Pavarotti è stato da molti indicato, a mio avviso sommariamente, come erede dell’età d’oro del canto all’italiana. Abbastanza ferrato quanto a tecnica di canto, se da un lato nasceva come tenore dagli acuti facili, dall’altro lato trovava proprio in essi una limitazione sgradita al mio orecchio: dapprima gli acuti del tenore modenese il loro suono non ha mai avuto la larghezza, la cavata, che caratterizzava anche i tenori lirico-leggeri o lirici delle generazioni precedenti (penso, per esempio a Tito Schipa e a Giuseppe Di Stefano. Con il passare degli anni e l’allargamento del repertorio, la strettezza degli acuti di Pavarotti è aumentata -fino a che spesso ricordavano dei vagiti di un bambino- diffondendosi e deteriorando l’accativante timbro del registro centrale.
Le interpretazioni di Domingo sono sempre apparse un po’ generiche, senza uno stile che lo caratterizzasse univocamente, affidandosi alla sensuale attrattiva della voce e ad una buona credibilità scenica. Domingo, inoltre, è sempre stato in grado di stabilire un particolare rapporto con il pubblico, un’imponderabile energia, una fascinazione capace di catturare la festante benevolenza del pubblico anche nei giorni in cui la voce non pareva oggettivamente in forma, dote che possiedono solo i grandi artisti.
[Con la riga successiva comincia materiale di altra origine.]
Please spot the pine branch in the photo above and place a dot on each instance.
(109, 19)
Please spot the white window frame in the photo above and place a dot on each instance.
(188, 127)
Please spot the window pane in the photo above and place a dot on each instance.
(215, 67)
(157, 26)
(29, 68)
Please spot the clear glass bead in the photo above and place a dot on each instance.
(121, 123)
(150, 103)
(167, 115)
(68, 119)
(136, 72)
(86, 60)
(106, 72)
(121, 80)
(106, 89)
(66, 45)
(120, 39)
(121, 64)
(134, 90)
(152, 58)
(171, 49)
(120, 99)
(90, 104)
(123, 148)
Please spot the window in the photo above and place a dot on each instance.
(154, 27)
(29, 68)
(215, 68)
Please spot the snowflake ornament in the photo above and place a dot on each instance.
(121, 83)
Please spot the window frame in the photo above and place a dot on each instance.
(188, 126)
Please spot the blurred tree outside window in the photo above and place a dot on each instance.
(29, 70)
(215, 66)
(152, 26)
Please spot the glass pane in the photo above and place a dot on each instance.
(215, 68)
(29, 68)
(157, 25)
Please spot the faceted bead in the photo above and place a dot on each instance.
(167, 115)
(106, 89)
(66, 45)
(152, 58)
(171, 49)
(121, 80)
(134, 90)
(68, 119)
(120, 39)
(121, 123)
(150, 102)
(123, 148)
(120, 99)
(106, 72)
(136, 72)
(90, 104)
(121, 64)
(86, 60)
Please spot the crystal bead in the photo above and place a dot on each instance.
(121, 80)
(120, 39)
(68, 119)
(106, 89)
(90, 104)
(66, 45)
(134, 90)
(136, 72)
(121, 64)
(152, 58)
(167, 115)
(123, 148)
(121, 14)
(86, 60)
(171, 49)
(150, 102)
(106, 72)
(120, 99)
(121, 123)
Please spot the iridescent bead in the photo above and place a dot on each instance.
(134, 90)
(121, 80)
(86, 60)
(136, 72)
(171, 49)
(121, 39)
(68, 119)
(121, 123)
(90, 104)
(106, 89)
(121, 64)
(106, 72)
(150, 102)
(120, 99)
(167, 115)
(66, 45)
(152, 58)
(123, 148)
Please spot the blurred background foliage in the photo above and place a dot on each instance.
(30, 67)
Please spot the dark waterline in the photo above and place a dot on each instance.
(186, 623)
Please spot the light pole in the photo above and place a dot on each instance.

Aggiungo che Domingo è una persona molto simpatica.
Pavarotti agli inizi della carriera veniva rubricato come tenore dalla bella voce ma, come Domingo, con intenti interpretativi generici. Il Modenese, col tempo, invece ha costruito furbescamente un proprio stile, molto personale, forse un po’ ruffianesco, ma tutto sommato nuovo. Pavarotti, in questo, è quindi una specie di capostipite che ha avuto, e ha, diversi imitatori. Come attore appariva zelante ma un po’ naïf, limitato dall’ingombrante figura e dalla fisionomia: certe espressioni facciali, certi atteggiamenti facevano sorridere. Anche Pavarotti aveva un ottimo rapporto con il suo pubblico. Per quanto mi riguarda, ho sempre detestato le incursioni di Pavarotti nella musica pop. Non sapeva cantare in maniera convincente nemmeno Mamma di Bixio-Cherubini. In Caruso di Lucio Dalla l’ho sempre giudicato inascoltabile.
Dal vivo, comunque, sia Domingo che Pavarotti mi hanno sempre convinto nonostante qualche se e qualche ma.
E rispetto alle mie preferenze vocali di quarant’anni fa?
Forse sarà una questione di imprinting adolescenziale, ma continuo ad avere preferenza per la voce di Domingo.